Red Hat Bugzilla – Bug 164863
OpenSSH keepalives do not work correctly when using IPVS
Last modified: 2007-11-30 17:07:08 EST
From Bugzilla Helper:
User-Agent: Mozilla/5.0 (X11; U; Linux i686; en-US; rv:1.7.10) Gecko/20050715 Firefox/1.0.6 NLD/1.0.6-4.2
Description of problem:
I'm using a few RHEL3 machines clustered together with IPVS to load balance SSH connections. Users are frequently disconnected from the RHEL3 machines. Sometimes the disconnects occur during idle times, other times they occur while the users are actively typing on the command line or in an editor, etc. I get the following messages (repeatedly) in the /var/log/secure log file when I turn the log level to DEBUG:
sshd: debug1: Got CHANNEL_FAILURE for keepalive
I compiled a new version of ssh (v4.1) and started that. Now I see the following lines in the /var/log/secure log file:
sshd: debug1: Got 100/105 for keepalive
(which seems to indicate that the keepalives are working okay, as well as the fact that I haven't seen a disconnect, yet). It seems that it may only be occurring when the machine is accessed via the IPVS IP address and not directly at its normally assigned address.

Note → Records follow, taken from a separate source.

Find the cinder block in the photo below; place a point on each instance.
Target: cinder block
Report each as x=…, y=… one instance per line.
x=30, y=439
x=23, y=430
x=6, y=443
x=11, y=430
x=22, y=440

Version-Release number of selected component (if applicable):
Steps to Reproduce:
It is hard to describe actual steps or results as the behavior doesn't seem to have a pattern of occurrence.
Could you try setting some reasonable value to ClientAliveInterval in
/etc/ssh/sshd_config? This should make the server to send some special data over
the channel if no normal data were sent for the value of the option.
You must use protocol 2 for this setting to have the desired effect.
This should be more reliable than TCP keepalives.
I had the following keepalive configuration directives set:
I looked out on the web for information on these directives, and the
information I found seemed to indicate that the above configuration was fairly
decent, giving 45 seconds of no response from the client before the server
closed the connection. The protocol was also at the default 2,1 setting, and
the clients are able to communicate with protocol version 2.
Hmmm I overlooked this part of your report: "Sometimes the disconnects occur
during idle times, other times they occur while the users are actively typing on
the command line or in an editor, etc."
This means the problem isn't about the keepalives. The "Got CHANNEL_FAILURE for
keepalive" message actually means that they work. This message was changed in
the newer openssh versions.
Could you somehow verify that the problem is fixed in 4.1p1 version (running it
experimentaly for a longer time and so on). Also could you attach here debugging
logs from both client and server from sessions when the connection drops? What
exact failure happens?
This problem will be resolved in a future major release of Red Hat Enterprise
Linux. Red Hat does not currently plan to provide a resolution for this in a Red
Hat Enterprise Linux update for currently deployed systems.
With the goal of minimizing risk of change for deployed systems, and in response
to customer and partner requirements, Red Hat takes a conservative approach when
evaluating changes for inclusion in maintenance updates for currently deployed
products. The primary objectives of update releases are to enable new hardware
platform support and to resolve critical defects.